Если крикнет рать святая:

"Кинь ты Русь, живи в раю!"

Я скажу: "Не надо рая,

Дайте родину мою".

Это будет Родина.

Я не могу подробно распространяться на китайскую тему, и никогда не считал, что Китай – во всём для нас эталон. Но есть некоторые вещи, в которых за время многих поездок в Китай, в том числе и очень доверительных, я убедился. Там – помимо даосизма, буддизма, конфуцианства, которые сыграли огромную роль в том, что Китай состоятелен (всего этого у нас нет), – есть ещё один элемент, которого у нас нет: это домашние храмы. Храмы предков. До сих пор даже современный китаец верит, что он может работать где угодно, но захоронен он должен быть в родной земле. В родной земле, в земле своего селения – каким-то образом так, чтобы потом попасть к предкам, которые уже для него и кусок неба зарезервировали, там у него есть, я не знаю. дом. Я не хочу доводить [до конца] свои рассуждения, они слишком краткие, чтобы я мог изложить адекватно, а иначе это будет какая-то полукарикатура, а я отношусь ко всему этому серьёзно.

Вот это ощущение предков, святой родной земли, в которой надо быть захороненным, – оно свойственно китайской культуре не в меньшей степени, чем её даосистско-буддистско-конфуцианские уровни. Этот уровень более древний, более серьёзный. Между прочим, во Вьетнаме нащупывается тоже примерно это же. Здесь этого нет.

Но в каком-то виде этот класс должен соотнести себя с задачами субъекта под названием "Россия". Он должен то ли хотеть грабить с её помощью, то ли хотеть прятаться в её лоне, то ли действительно любить её по-настоящему, служить ей. И это, конечно, самое лучшее, но уже неважно даже, что произойдёт. Этого разделения на националов и компрадоров – нет. Всё слиплось, слиплось. "Всё смешалось в доме Облонских".

Значит, коллизии "номер 1 – номер 2" не существует.

Но и коллизии разделения внутри "номера 2" [на 2А и 2Б] тоже не существует! [Вот этой комбинации] "номер 1 – номер 2Б", при условии, что "номер 2А" исчезает с нашего горизонта, – тоже не существует.

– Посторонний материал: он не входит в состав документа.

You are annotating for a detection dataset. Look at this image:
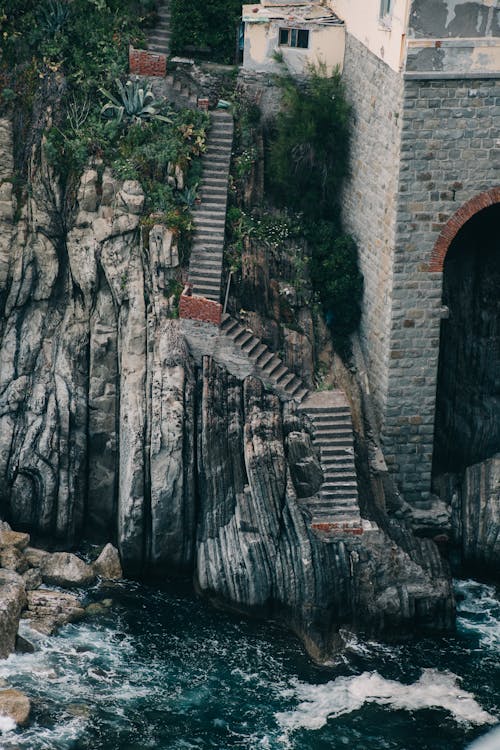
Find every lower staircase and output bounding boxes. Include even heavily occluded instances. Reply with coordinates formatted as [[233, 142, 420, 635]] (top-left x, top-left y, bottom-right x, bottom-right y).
[[220, 314, 376, 535], [300, 390, 373, 534], [189, 110, 233, 302]]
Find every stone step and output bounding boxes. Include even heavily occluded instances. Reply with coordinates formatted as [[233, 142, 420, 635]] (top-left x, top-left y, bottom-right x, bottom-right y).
[[255, 346, 274, 370], [241, 336, 260, 357]]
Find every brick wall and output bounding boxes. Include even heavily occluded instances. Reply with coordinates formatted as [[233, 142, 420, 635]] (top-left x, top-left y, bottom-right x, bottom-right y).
[[342, 34, 402, 422], [128, 47, 167, 78], [383, 79, 500, 502], [179, 293, 222, 326]]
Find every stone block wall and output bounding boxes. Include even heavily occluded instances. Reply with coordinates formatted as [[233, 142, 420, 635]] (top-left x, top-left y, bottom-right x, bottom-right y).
[[128, 47, 167, 78], [342, 34, 403, 423], [382, 79, 500, 503]]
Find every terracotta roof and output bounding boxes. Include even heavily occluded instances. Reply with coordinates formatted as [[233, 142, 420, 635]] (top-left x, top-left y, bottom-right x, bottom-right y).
[[243, 0, 344, 26]]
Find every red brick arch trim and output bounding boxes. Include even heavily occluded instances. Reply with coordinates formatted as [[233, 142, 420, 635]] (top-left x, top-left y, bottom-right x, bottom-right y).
[[429, 187, 500, 271]]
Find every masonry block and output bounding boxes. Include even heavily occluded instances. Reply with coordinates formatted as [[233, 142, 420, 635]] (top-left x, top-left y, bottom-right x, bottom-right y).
[[128, 47, 167, 78], [179, 290, 222, 326]]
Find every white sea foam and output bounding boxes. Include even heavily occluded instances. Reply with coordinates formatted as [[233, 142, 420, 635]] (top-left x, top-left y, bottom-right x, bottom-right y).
[[455, 580, 500, 651], [0, 716, 16, 734], [275, 669, 497, 730], [468, 727, 500, 750]]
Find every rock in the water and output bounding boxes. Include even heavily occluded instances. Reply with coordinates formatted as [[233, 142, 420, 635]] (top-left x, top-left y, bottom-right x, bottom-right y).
[[16, 634, 36, 654], [452, 454, 500, 576], [0, 688, 31, 727], [23, 568, 43, 591], [0, 547, 28, 573], [41, 552, 95, 588], [24, 547, 50, 568], [0, 529, 30, 552], [23, 589, 85, 635], [0, 570, 26, 659], [93, 544, 123, 579]]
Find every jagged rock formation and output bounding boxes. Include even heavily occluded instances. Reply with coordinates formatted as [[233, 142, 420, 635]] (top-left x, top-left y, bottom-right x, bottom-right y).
[[0, 116, 453, 658]]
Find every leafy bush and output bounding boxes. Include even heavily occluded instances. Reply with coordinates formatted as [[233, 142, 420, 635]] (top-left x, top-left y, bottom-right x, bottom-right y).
[[306, 220, 363, 356], [266, 66, 363, 357], [171, 0, 241, 64], [99, 78, 172, 124]]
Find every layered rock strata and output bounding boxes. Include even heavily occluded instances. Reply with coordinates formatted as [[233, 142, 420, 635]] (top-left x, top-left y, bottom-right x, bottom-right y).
[[0, 121, 453, 658]]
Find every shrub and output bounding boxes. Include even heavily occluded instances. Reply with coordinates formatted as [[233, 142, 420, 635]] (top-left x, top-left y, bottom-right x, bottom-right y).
[[171, 0, 241, 64], [267, 66, 350, 218]]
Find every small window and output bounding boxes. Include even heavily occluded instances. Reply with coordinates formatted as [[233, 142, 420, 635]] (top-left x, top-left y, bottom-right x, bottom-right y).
[[280, 29, 309, 49], [380, 0, 392, 18]]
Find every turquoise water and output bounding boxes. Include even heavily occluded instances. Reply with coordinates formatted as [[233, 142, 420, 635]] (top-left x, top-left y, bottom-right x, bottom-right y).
[[0, 581, 500, 750]]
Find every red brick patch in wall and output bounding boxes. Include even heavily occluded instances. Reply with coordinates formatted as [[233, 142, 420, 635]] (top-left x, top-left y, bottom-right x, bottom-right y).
[[429, 187, 500, 272], [128, 47, 167, 78], [179, 290, 222, 326]]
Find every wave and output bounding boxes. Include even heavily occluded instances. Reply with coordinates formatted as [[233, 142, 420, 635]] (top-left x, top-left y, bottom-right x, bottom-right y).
[[275, 669, 497, 730]]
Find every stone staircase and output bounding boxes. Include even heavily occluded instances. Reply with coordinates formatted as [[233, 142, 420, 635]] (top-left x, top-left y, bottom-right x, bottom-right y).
[[148, 0, 171, 56], [189, 110, 233, 302], [300, 390, 366, 533], [220, 314, 376, 535], [220, 314, 309, 402]]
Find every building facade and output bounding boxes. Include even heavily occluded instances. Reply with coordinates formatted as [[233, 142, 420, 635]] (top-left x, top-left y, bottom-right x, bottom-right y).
[[329, 0, 500, 505]]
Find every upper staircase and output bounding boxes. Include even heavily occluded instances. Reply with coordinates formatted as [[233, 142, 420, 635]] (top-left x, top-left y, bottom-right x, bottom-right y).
[[148, 0, 171, 56], [189, 110, 234, 302]]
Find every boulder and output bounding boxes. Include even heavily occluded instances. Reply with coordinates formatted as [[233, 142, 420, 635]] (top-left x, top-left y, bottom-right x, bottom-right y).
[[40, 552, 95, 588], [0, 529, 30, 552], [0, 547, 29, 574], [0, 688, 31, 727], [0, 570, 26, 659], [24, 547, 50, 568], [23, 589, 85, 635], [23, 568, 43, 591], [93, 544, 123, 580]]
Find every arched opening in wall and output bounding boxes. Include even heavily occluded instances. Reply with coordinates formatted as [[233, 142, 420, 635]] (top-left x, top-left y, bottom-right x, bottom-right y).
[[433, 203, 500, 476]]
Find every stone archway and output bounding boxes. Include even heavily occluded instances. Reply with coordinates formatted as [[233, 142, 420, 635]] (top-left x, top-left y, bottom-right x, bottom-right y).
[[430, 197, 500, 476]]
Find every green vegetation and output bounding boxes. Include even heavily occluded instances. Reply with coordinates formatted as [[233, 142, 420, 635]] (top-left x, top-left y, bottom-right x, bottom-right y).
[[266, 66, 363, 356], [172, 0, 241, 64], [100, 78, 171, 123]]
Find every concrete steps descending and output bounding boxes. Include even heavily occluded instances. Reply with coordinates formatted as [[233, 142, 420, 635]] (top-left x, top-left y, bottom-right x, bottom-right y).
[[189, 110, 233, 302], [148, 0, 171, 55], [300, 390, 373, 534], [220, 315, 308, 402]]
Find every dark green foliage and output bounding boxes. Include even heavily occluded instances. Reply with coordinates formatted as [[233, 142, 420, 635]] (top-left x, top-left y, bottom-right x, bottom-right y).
[[172, 0, 241, 64], [267, 67, 363, 357], [268, 68, 350, 218], [306, 220, 363, 356]]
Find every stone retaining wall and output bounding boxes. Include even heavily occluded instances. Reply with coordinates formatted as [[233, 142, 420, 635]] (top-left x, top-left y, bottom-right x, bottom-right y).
[[382, 79, 500, 502], [128, 47, 167, 78]]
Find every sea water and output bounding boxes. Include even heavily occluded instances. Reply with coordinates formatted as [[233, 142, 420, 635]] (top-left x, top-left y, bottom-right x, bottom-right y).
[[0, 581, 500, 750]]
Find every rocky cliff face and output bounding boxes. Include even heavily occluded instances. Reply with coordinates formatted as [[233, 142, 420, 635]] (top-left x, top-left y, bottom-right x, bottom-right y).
[[0, 116, 453, 658]]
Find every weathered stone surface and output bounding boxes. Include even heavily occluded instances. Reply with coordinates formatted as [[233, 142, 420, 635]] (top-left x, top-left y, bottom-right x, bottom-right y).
[[23, 589, 85, 635], [0, 547, 28, 573], [23, 568, 43, 591], [451, 454, 500, 576], [196, 360, 454, 659], [0, 570, 26, 659], [92, 544, 123, 579], [41, 552, 95, 588], [0, 531, 30, 556], [0, 688, 31, 727]]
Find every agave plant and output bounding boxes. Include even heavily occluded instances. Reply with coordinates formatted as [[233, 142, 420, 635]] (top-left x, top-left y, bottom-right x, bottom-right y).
[[38, 0, 69, 36], [99, 78, 172, 123]]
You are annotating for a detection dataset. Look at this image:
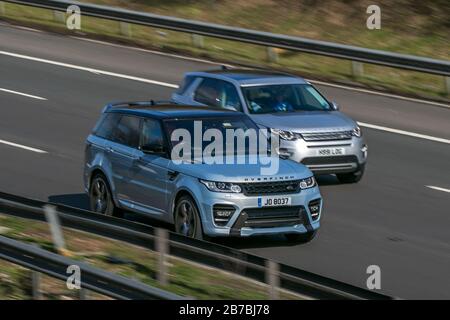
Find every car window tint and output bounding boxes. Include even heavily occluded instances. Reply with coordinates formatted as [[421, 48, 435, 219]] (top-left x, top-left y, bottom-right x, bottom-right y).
[[113, 116, 140, 148], [94, 113, 121, 140], [141, 119, 164, 146], [300, 86, 329, 108], [194, 78, 242, 111], [176, 76, 197, 94]]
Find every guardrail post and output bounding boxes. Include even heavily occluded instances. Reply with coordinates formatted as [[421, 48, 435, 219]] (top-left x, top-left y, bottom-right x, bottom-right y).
[[80, 288, 89, 300], [266, 260, 280, 300], [44, 205, 67, 255], [31, 270, 42, 300], [119, 21, 132, 38], [156, 228, 169, 286], [266, 47, 278, 62], [0, 1, 6, 15], [444, 77, 450, 96], [352, 61, 364, 78], [53, 10, 66, 23], [191, 33, 205, 49]]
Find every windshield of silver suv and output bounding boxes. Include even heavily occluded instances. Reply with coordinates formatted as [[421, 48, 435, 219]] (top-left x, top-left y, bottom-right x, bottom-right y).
[[242, 84, 332, 114]]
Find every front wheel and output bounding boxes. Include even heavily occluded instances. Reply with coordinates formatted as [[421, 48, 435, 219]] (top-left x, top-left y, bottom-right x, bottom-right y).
[[285, 231, 317, 243], [336, 166, 364, 183], [175, 196, 203, 240]]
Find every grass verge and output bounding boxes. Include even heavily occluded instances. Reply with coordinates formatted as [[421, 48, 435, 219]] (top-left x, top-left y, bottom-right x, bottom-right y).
[[0, 0, 450, 102], [0, 214, 301, 300]]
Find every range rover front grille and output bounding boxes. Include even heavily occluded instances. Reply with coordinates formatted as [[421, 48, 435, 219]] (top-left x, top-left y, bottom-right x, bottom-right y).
[[301, 131, 352, 141], [241, 180, 300, 196], [241, 206, 305, 228]]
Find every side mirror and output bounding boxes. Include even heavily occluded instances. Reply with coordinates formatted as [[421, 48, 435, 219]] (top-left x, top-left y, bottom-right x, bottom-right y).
[[331, 101, 339, 111], [140, 144, 166, 155]]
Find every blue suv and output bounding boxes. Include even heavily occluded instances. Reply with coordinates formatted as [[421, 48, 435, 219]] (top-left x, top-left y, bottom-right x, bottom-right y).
[[84, 102, 322, 242]]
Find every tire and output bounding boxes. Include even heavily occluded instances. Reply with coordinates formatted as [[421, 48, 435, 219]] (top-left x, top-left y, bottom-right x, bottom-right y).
[[336, 166, 365, 183], [174, 195, 204, 240], [89, 174, 118, 216], [284, 231, 317, 243]]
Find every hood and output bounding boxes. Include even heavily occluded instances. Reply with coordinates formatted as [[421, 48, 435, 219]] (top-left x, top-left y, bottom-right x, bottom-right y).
[[249, 111, 356, 133], [169, 156, 312, 183]]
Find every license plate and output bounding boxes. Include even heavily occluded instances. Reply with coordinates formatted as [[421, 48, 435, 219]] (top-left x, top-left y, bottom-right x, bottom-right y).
[[258, 196, 291, 208], [317, 148, 345, 156]]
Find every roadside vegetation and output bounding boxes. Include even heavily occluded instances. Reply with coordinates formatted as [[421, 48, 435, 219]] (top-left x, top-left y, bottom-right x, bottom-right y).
[[0, 214, 301, 300], [0, 0, 450, 101]]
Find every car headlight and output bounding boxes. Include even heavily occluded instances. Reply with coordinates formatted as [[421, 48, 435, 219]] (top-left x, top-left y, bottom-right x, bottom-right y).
[[352, 126, 362, 138], [200, 180, 242, 193], [270, 128, 300, 141], [300, 176, 317, 190]]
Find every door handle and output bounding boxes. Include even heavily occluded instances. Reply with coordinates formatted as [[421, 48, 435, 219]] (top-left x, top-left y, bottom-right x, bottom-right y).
[[167, 170, 179, 181]]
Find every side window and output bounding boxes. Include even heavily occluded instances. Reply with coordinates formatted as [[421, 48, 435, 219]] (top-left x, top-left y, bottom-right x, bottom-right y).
[[93, 113, 121, 140], [113, 115, 140, 148], [141, 119, 164, 146], [194, 79, 221, 107], [194, 78, 242, 111], [176, 76, 197, 95]]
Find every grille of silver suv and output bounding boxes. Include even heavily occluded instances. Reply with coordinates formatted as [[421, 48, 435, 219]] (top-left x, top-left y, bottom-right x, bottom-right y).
[[302, 131, 352, 141]]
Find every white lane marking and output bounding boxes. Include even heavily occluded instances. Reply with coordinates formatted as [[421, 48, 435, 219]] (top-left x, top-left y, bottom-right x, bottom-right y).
[[307, 79, 450, 108], [425, 186, 450, 193], [0, 88, 47, 100], [70, 36, 450, 108], [1, 25, 450, 108], [70, 36, 234, 68], [0, 140, 48, 153], [358, 121, 450, 144], [0, 51, 178, 88], [0, 51, 450, 144]]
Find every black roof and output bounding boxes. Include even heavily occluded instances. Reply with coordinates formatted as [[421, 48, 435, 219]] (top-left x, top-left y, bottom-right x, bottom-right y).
[[105, 102, 243, 119]]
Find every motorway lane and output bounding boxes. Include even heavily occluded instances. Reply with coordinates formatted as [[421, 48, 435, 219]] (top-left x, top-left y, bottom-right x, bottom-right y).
[[0, 23, 450, 298], [0, 21, 450, 139]]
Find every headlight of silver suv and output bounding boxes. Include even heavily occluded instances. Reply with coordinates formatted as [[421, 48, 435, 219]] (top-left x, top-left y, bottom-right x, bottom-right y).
[[200, 180, 242, 193], [352, 126, 362, 138], [270, 128, 301, 141], [300, 176, 317, 190]]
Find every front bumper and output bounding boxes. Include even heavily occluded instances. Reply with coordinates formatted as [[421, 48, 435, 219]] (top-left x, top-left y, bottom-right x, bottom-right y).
[[280, 137, 367, 175], [198, 187, 323, 237]]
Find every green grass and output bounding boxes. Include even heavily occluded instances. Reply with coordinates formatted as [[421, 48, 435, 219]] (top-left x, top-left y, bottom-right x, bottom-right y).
[[0, 0, 450, 101], [0, 214, 300, 300]]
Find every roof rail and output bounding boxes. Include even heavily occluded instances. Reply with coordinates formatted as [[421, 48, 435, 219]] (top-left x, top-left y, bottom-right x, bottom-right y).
[[102, 100, 177, 113]]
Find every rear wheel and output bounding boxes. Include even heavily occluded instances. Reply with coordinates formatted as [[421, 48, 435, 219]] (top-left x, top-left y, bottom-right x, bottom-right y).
[[89, 174, 116, 216], [175, 196, 203, 240], [336, 166, 364, 183], [285, 231, 317, 243]]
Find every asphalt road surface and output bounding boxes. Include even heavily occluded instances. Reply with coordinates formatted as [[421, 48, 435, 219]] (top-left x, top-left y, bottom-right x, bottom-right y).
[[0, 25, 450, 299]]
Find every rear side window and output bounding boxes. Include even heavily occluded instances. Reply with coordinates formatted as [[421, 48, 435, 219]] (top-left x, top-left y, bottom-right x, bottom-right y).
[[176, 76, 196, 95], [194, 78, 242, 111], [112, 115, 141, 148], [93, 113, 121, 140], [141, 119, 164, 146]]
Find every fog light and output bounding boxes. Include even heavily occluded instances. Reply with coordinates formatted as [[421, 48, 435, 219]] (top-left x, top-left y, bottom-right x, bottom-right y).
[[361, 144, 368, 159], [308, 199, 322, 220], [213, 205, 236, 226]]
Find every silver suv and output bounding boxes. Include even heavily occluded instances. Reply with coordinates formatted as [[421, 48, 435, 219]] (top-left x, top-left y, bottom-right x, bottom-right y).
[[84, 102, 322, 241], [172, 68, 367, 183]]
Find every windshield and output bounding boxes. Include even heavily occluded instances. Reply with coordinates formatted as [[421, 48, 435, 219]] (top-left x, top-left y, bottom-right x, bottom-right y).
[[242, 84, 331, 114], [164, 117, 267, 157]]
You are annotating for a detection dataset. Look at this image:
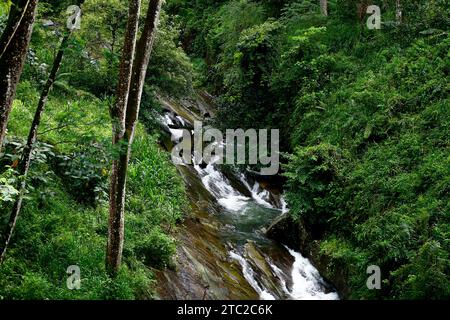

Нет полноценного конфликта между либералами и консерваторами, между компрадорами и националами, между аллохтонами и автохтонами. Нет всего этого. Это не оформляется. Предлагаются идеологические основы такого оформления, создаётся смысловая ткань подобного переоформления – а переоформление не идёт! Потому что класс несостоятелен, всё "номер 2" несостоятельно!

И тут опять возникает три вопроса.

Первый. Насколько капитализм вообще сегодня состоятелен, насколько вообще состоятелен буржуазный класс в целом? Такой ли он гегемон в современном мире, как это кажется?

Второй вопрос. Насколько в истории России буржуазия когда-нибудь, даже в ситуациях намного лучших, чем сегодняшняя, сохраняла состоятельность? В феврале 17-го года она была "моложе и лучше качеством", гораздо. Но она же не была состоятельна. Она всё проиграла.

И вопрос номер три. Что такое сегодняшняя криминальная буржуазия, наскоро созданная для того, чтобы уничтожить коммунизм, СССР и всё остальное методом первоначального накопления, на той основе, на которой она была создана? Более надёжного средства дискредитировать капитализм в России, чем применить по отношению к нему те методы, которые были применены, быть не может. Потому что он в итоге сформировался, как криминальный класс. А криминальный класс никогда, ни в какой мере не может быть самостоятелен. И очиститься он не хочет и не может. Вот в чём проблема "номера 2" и проблема системы.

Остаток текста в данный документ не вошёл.